Also - is there a bugID for this new issue?
The one I quoted is supposed to only affect non-existent device names.
Why is this affecting valid device names as well, and only in the VDSM
context?
Antonio may correct me here, but I believe it's caused by vdsm using
libnl-1.x and py-ethtool using libnl3. We've discovered an issue with
this combination, where libnl-1.x is able to invalidate the netlink
socket libnl3 gives py-ethtool; rendering py-ethtool useless.

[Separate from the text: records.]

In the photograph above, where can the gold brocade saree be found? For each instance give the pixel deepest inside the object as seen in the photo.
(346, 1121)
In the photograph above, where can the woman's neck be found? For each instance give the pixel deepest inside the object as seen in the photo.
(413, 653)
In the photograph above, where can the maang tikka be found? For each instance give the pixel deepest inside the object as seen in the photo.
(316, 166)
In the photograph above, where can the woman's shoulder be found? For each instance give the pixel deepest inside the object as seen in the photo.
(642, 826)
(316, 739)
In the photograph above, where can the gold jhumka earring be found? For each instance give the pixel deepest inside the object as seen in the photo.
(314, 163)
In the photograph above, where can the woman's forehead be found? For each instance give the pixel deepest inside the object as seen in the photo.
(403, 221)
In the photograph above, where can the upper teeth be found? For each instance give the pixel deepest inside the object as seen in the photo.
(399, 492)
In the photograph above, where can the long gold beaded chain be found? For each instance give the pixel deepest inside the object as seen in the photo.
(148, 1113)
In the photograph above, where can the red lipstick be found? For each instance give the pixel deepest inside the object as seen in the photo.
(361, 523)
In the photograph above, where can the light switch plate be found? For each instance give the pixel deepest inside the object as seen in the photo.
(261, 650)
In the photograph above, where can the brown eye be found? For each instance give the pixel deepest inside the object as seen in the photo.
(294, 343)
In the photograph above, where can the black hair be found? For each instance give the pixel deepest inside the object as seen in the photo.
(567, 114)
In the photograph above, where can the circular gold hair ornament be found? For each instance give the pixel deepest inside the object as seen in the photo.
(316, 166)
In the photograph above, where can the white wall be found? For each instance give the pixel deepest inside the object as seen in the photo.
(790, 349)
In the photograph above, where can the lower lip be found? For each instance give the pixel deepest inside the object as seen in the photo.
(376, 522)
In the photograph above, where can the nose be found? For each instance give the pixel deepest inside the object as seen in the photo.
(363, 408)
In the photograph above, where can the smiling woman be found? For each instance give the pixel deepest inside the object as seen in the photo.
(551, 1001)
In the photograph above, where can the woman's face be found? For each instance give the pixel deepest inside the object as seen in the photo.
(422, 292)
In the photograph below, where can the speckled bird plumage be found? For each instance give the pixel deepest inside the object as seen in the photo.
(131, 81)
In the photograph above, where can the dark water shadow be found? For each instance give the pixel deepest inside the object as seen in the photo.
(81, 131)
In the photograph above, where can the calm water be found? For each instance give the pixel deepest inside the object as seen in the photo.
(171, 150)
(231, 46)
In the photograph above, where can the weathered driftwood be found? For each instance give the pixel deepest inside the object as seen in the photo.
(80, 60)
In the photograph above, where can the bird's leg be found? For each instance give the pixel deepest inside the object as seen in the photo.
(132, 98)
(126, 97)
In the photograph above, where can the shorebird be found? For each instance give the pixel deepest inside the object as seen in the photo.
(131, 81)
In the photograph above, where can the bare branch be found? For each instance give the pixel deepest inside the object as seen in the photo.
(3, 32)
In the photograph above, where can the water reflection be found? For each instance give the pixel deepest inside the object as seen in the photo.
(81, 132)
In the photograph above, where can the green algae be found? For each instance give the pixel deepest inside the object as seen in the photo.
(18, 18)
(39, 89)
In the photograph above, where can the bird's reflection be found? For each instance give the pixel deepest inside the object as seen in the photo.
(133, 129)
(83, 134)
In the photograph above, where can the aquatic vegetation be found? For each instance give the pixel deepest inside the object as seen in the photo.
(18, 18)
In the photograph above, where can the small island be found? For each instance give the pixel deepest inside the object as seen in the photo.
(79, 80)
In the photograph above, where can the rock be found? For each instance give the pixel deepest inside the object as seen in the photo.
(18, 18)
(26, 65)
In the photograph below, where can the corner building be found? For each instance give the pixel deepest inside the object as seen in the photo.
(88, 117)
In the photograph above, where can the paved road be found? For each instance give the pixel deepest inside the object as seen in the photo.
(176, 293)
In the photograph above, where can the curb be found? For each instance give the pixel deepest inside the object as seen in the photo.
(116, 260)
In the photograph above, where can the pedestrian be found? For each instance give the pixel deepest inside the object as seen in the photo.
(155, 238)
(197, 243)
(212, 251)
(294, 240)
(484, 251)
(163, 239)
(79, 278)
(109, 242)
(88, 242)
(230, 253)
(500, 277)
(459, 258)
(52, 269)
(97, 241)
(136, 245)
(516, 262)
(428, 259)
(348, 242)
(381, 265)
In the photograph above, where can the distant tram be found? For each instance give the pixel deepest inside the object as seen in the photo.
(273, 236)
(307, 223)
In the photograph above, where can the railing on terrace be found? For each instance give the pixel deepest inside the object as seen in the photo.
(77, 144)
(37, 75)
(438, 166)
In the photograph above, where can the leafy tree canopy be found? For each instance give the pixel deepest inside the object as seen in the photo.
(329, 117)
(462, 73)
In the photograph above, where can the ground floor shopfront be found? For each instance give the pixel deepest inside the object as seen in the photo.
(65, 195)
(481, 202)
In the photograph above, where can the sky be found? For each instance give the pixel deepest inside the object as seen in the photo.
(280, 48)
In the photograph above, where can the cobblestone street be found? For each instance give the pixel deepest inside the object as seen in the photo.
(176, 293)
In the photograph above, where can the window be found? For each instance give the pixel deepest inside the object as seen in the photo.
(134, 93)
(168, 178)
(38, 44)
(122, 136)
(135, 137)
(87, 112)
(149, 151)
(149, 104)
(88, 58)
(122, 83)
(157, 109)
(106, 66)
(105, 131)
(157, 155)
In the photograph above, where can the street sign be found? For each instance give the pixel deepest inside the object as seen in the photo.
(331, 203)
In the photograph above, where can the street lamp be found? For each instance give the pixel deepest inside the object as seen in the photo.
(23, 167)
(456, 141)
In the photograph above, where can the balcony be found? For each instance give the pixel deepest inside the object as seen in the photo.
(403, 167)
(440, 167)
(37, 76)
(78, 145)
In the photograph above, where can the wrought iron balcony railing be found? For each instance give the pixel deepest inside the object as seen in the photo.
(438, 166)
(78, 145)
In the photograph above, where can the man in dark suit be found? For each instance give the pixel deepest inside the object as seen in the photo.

This issue is somewhat tracked in this bz:
<
This is actually quite a delicate issue, as I believe there are some
fixes in vdsm, py-ethtool have some patches to improve the error
handling (which should help vdsm too) and we're waiting for an official
libnl3 update to tackle the socket handling better.
I have hopes that once the libnl3 fixes gets out, much of this will be
solved.
David S.
On 05/12/2014 06:21 PM, Dan Kenigsberg wrote:
> On Mon, May 12, 2014 at 05:53:10PM -0400, Bob Doolittle wrote:
>> On 05/12/2014 02:49 PM, Bob Doolittle wrote:
>>> Hi,
>>>
>>> I'm trying to set up a fresh system on F19, using oVirt 3.4.
>>>
>>> When running hosted-engine --deploy, it fails during "Configuring the
>>> management bridge". The ovirt-hosted-engine-setup log shows:
>>>
>>> 2014-05-12 13:59:35 INFO
>>> otopi.plugins.ovirt_hosted_engine_setup.network.bridge bridge._misc:196
>>> Configuring the management bridge
>>> 2014-05-12 13:59:35 DEBUG otopi.context context._executeMethod:152
>>> method
>>> exception
>>> Traceback (most recent call last):
>>> File "/usr/lib/python2.7/site-packages/otopi/context.py", line
>>> 142, in
>>> _executeMethod
>>> method['method']()
>>> File
>>>
"/usr/share/ovirt-hosted-engine-setup/scripts/../plugins/ovirt-hosted-engine-setup/network/bridge.py",
>>>
>>> line 201, in _misc
>>> ].s.getVdsCapabilities()['info']['nics'][nics]
>>> KeyError: 'info'
>>> 2014-05-12 13:59:35 ERROR otopi.context context._executeMethod:161
>>> Failed
>>> to execute stage 'Misc configuration': 'info'
>>>
>>>
>>> The vdsm.log shows:
>>>
>>> Thread-14::DEBUG::2014-05-12
>>> 13:59:35,840::BindingXMLRPC::1067::vds::(wrapper) client
>>> [127.0.0.1]::call
>>> getCapabilities with () {}
>>> Thread-14::DEBUG::2014-05-12 13:59:35,875::utils::642::root::(execCmd)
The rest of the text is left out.